The maggot, or block-end, feeder is also a tube but sealed at one end and fitted with a removable cap at the other, so it can be filled with bait. The commonest types today have a weight at one end and elasticated gum holding the cap on, making it easier to fill one-handed.
For my part I now fish my feeders on a simple 'running rig' so the feeder can slide up and down the line, meaning that in the case of a disaster, and the line breaking, a fish won't be swimming around towing a feeder. I find the best set-up is to first slide a link-swivel onto the main line. Using such a swivel allows you to change feeders pretty much instantly. Next thing is to slide some kind of buffer-bead onto the line. Drennan make a product called 'Swivel Stop Beads' and they are just about ideal. The bead has a small hole at one end and a larger one at the other that fits into the supplied swivels. Slide the bead onto the line, small hole up, then tie the swivel to the end, sliding the bead down over it as a snug fit. All that's left to do it tie on the hook length of your choice - I prefer around 35cm - and then the hook. Excellent ready-tied hooks are now available, so good that even top match anglers use them. Some have hair-rigs too, in case you are fishing meat, corn or pellets when a hair-rig presentation can be best.

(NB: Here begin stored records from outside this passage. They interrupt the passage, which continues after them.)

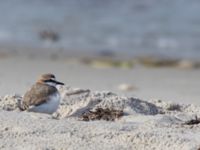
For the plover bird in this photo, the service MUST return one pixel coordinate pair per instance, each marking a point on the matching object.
(43, 96)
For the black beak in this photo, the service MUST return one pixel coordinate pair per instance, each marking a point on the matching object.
(60, 83)
(54, 81)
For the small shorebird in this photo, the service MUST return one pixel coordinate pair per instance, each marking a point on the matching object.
(43, 96)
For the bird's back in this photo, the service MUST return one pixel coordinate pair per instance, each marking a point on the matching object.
(38, 94)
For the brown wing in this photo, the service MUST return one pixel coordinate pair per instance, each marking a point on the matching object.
(38, 94)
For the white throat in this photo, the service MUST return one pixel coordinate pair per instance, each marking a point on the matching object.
(51, 84)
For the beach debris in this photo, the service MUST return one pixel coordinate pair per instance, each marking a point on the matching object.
(102, 114)
(174, 107)
(10, 102)
(193, 121)
(49, 35)
(126, 87)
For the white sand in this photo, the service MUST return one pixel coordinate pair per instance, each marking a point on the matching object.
(152, 124)
(145, 125)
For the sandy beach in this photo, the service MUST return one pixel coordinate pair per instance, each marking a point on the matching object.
(160, 110)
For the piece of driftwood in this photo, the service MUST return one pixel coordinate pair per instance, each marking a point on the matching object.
(102, 114)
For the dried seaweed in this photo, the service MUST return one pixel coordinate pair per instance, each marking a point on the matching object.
(102, 114)
(193, 121)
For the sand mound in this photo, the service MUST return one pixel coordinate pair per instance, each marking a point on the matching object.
(144, 125)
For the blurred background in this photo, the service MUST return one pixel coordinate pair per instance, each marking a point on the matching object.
(130, 27)
(142, 48)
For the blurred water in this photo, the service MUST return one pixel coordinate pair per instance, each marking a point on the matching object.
(162, 27)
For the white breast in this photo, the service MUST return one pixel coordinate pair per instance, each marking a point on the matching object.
(49, 107)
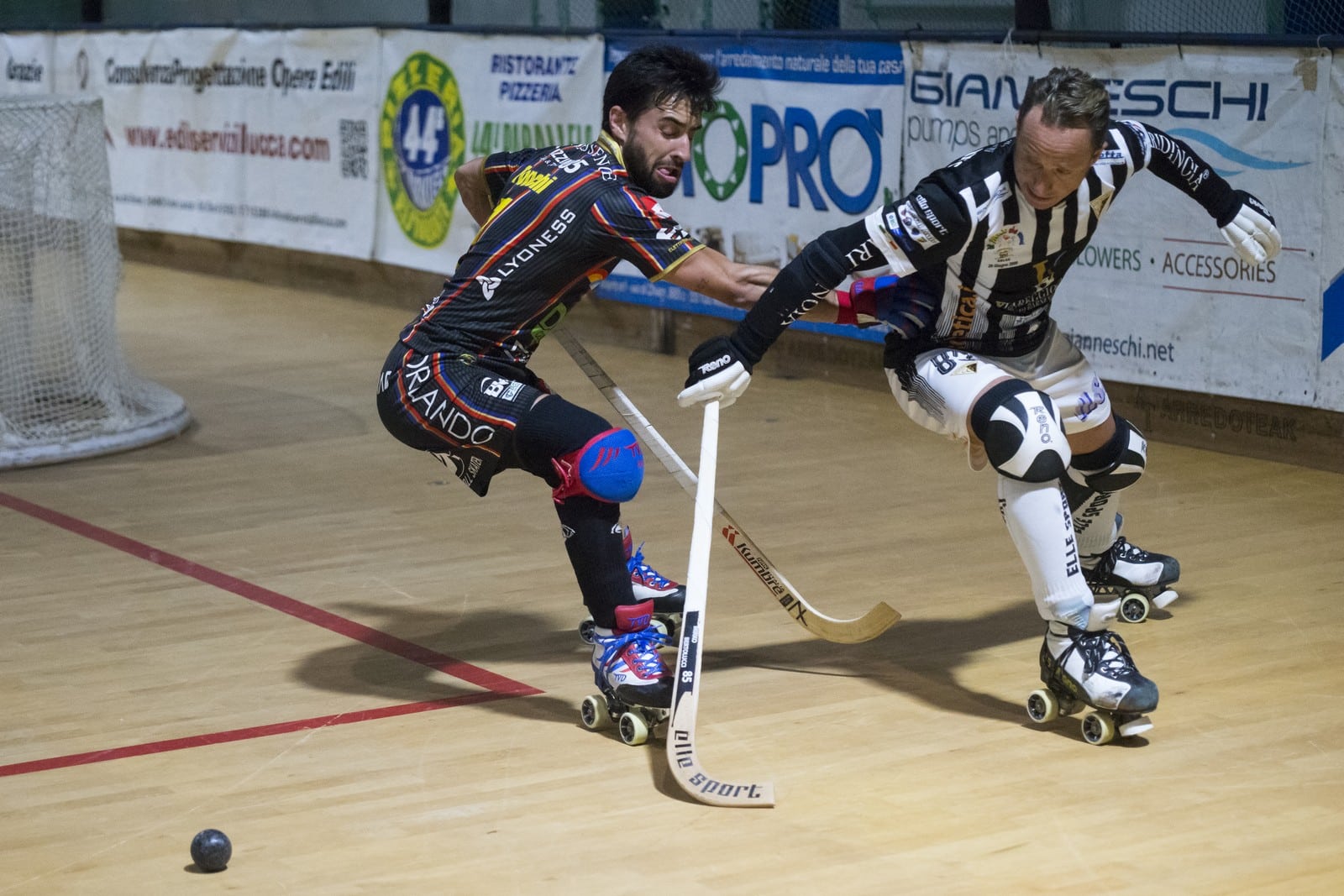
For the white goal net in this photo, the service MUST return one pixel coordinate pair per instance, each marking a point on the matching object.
(65, 387)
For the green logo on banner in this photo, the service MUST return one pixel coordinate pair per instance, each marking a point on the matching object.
(721, 190)
(423, 140)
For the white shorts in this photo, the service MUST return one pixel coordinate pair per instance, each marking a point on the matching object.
(947, 382)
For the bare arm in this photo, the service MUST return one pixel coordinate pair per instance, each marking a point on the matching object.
(710, 273)
(470, 186)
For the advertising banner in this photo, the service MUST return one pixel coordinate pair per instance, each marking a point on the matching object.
(447, 98)
(806, 137)
(1158, 297)
(253, 136)
(27, 63)
(1331, 387)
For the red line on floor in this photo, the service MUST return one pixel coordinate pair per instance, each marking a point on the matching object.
(244, 734)
(276, 600)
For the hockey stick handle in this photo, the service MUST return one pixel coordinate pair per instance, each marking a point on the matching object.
(866, 627)
(698, 567)
(683, 757)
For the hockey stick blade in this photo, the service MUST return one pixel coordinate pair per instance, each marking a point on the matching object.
(864, 627)
(685, 698)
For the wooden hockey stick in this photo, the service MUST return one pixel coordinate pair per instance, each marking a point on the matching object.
(685, 698)
(866, 627)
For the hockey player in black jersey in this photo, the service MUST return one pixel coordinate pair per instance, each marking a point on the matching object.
(976, 251)
(554, 222)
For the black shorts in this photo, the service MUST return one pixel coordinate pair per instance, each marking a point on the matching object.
(460, 407)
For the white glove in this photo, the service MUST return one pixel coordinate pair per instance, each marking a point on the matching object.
(718, 372)
(1252, 231)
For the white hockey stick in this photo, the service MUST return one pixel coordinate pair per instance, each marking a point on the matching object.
(866, 627)
(685, 698)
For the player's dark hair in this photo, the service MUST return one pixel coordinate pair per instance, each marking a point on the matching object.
(658, 76)
(1070, 98)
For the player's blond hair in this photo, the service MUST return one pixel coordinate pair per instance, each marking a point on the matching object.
(1070, 98)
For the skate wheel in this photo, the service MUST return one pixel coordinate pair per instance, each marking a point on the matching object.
(1099, 728)
(593, 712)
(1132, 727)
(1133, 607)
(1164, 598)
(1042, 705)
(633, 728)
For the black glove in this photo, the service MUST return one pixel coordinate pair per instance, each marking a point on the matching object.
(719, 372)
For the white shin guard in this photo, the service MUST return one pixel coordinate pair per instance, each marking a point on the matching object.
(1043, 532)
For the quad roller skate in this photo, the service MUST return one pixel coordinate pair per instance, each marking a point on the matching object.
(648, 584)
(1140, 579)
(633, 683)
(1095, 671)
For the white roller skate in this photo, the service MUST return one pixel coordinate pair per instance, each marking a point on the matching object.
(1093, 669)
(1140, 579)
(635, 684)
(648, 584)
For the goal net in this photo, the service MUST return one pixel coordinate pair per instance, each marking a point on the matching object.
(65, 387)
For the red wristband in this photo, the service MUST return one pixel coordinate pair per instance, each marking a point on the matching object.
(846, 313)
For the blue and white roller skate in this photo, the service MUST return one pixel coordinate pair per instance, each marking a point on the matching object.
(635, 684)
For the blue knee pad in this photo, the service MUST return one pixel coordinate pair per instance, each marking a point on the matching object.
(608, 468)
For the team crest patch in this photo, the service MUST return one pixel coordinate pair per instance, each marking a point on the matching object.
(423, 141)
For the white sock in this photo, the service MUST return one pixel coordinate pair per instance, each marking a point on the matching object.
(1043, 531)
(1095, 523)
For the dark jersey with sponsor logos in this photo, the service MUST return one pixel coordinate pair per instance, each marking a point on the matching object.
(985, 259)
(564, 217)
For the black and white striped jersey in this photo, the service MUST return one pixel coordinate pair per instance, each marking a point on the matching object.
(964, 244)
(992, 262)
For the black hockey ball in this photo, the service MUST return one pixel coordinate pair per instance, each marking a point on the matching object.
(212, 851)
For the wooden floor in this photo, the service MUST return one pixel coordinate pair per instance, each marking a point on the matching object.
(291, 627)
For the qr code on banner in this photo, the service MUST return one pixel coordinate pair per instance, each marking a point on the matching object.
(354, 148)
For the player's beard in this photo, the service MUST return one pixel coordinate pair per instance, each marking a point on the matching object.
(643, 172)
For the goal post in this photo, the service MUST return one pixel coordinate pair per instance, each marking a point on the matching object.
(66, 390)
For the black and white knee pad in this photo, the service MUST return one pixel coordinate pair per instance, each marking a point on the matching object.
(1117, 464)
(1021, 432)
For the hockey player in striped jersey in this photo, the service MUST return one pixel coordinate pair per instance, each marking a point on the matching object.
(976, 253)
(554, 222)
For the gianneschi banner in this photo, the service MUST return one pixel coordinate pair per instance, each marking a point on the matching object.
(1159, 297)
(253, 136)
(806, 137)
(447, 98)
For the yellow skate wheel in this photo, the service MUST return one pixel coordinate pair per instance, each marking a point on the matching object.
(1133, 607)
(593, 712)
(1099, 728)
(633, 730)
(1042, 705)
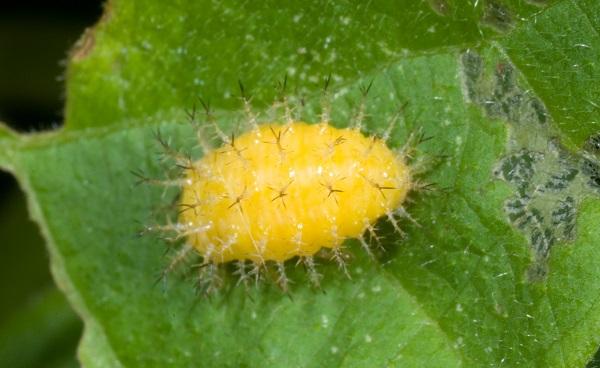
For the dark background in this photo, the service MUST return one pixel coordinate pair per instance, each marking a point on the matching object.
(37, 327)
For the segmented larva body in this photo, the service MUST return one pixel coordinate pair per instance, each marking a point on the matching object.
(281, 191)
(284, 191)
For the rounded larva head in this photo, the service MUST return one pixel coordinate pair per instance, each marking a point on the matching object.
(280, 191)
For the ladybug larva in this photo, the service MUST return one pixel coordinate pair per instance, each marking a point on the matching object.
(285, 190)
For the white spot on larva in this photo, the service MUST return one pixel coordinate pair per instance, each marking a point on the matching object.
(459, 343)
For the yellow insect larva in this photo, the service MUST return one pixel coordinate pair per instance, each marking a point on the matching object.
(284, 190)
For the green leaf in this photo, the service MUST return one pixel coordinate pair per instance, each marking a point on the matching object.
(501, 269)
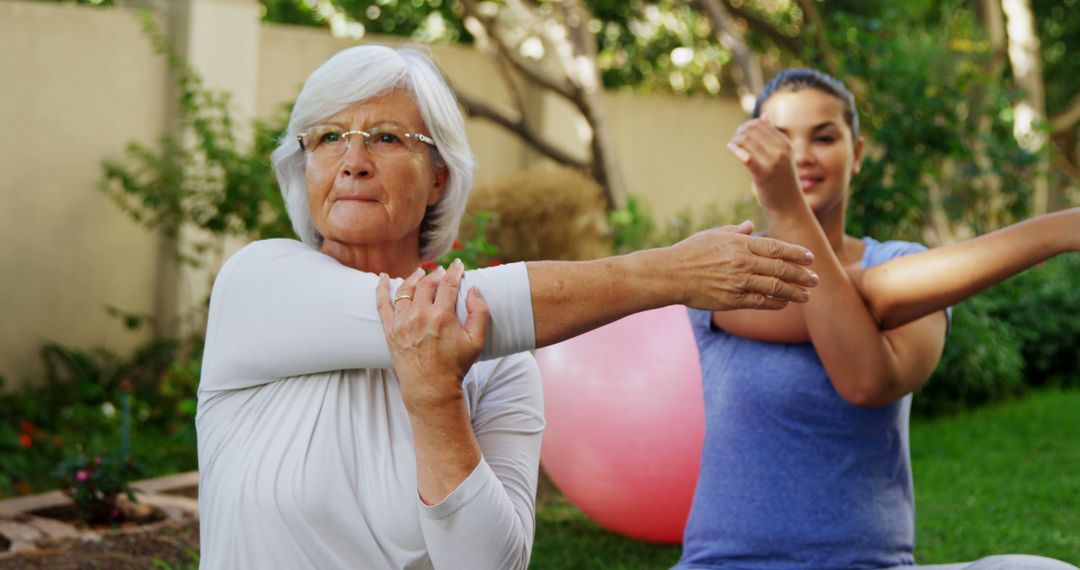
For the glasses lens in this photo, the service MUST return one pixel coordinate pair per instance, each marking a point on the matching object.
(389, 140)
(324, 140)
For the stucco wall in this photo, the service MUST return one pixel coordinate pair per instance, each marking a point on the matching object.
(79, 83)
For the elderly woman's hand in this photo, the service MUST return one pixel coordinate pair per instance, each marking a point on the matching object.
(767, 153)
(431, 350)
(726, 268)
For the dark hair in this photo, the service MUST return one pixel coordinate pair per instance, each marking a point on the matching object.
(800, 79)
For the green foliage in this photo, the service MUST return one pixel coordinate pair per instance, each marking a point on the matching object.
(925, 126)
(79, 409)
(94, 485)
(1015, 336)
(982, 362)
(1041, 307)
(218, 179)
(429, 21)
(634, 228)
(473, 247)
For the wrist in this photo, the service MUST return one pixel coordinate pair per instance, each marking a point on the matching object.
(435, 402)
(653, 274)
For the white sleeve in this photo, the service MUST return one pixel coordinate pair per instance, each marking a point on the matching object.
(280, 309)
(488, 521)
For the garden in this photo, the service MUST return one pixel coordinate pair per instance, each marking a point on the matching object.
(995, 439)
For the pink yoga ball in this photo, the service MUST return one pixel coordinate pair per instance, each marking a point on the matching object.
(625, 422)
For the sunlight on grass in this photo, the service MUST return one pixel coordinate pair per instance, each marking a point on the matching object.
(1004, 478)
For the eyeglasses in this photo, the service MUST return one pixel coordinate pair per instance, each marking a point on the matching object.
(332, 141)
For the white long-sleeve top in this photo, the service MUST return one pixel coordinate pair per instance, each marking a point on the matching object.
(305, 446)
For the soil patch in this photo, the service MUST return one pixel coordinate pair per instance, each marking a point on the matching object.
(174, 543)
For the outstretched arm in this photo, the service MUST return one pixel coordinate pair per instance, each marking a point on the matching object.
(867, 366)
(281, 309)
(909, 287)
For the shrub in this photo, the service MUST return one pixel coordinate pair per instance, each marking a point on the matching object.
(544, 214)
(1041, 306)
(95, 485)
(982, 362)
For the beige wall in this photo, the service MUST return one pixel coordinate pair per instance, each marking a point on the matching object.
(80, 82)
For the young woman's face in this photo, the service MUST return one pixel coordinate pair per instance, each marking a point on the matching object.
(825, 153)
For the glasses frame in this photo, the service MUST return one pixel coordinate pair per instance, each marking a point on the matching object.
(348, 135)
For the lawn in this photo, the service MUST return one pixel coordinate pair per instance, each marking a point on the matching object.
(1001, 478)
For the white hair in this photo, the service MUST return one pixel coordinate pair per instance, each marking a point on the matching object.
(360, 73)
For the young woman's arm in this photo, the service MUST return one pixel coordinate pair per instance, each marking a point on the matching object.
(867, 366)
(906, 288)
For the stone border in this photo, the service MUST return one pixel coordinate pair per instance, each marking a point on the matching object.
(25, 530)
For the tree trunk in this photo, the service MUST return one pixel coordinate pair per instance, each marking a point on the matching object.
(1030, 111)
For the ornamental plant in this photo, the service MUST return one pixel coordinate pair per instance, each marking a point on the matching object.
(95, 484)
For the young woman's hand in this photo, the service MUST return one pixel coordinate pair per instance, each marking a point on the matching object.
(431, 350)
(767, 153)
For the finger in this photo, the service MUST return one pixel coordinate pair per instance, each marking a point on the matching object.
(447, 294)
(407, 288)
(775, 248)
(756, 300)
(426, 289)
(477, 317)
(777, 287)
(784, 271)
(382, 302)
(740, 152)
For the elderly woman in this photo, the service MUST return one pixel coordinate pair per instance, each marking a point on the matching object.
(347, 417)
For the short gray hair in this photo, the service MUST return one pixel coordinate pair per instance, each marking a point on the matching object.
(360, 73)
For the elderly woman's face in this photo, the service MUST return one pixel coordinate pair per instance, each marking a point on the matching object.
(372, 199)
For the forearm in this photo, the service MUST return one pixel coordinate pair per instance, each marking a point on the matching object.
(572, 297)
(914, 286)
(446, 448)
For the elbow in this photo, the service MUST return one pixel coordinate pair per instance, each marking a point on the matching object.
(869, 395)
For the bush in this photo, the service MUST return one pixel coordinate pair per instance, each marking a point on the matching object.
(1042, 306)
(982, 362)
(1020, 334)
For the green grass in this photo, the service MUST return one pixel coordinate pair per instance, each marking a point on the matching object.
(1001, 478)
(1004, 478)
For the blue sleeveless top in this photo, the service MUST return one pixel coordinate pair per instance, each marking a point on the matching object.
(792, 475)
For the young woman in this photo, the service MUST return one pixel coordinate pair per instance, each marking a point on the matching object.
(806, 458)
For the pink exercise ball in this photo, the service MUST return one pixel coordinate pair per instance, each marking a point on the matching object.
(625, 422)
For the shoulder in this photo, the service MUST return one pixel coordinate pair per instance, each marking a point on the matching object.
(254, 258)
(880, 252)
(513, 378)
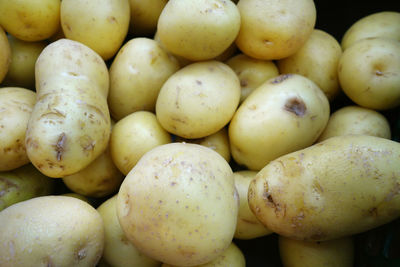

You can use that rig with either type of feeder in lakes or rivers and with any kind of bait. Remember that with the groundbait feeder you can add some hookbait samples and plug either end with groundbait and there is nothing to stop you adding loose groundbait - wetted but not squeezed - into a maggot feeder as added attraction.
In winter it can pay to keep feeders small but start the session with half-a-dozen accurate casts to lay a small bed of bait before tying on the hook and actually fishing. Keep the rod at around 60º angle to where the line goes into the water so you can spot bites on the rod tip. And enjoy!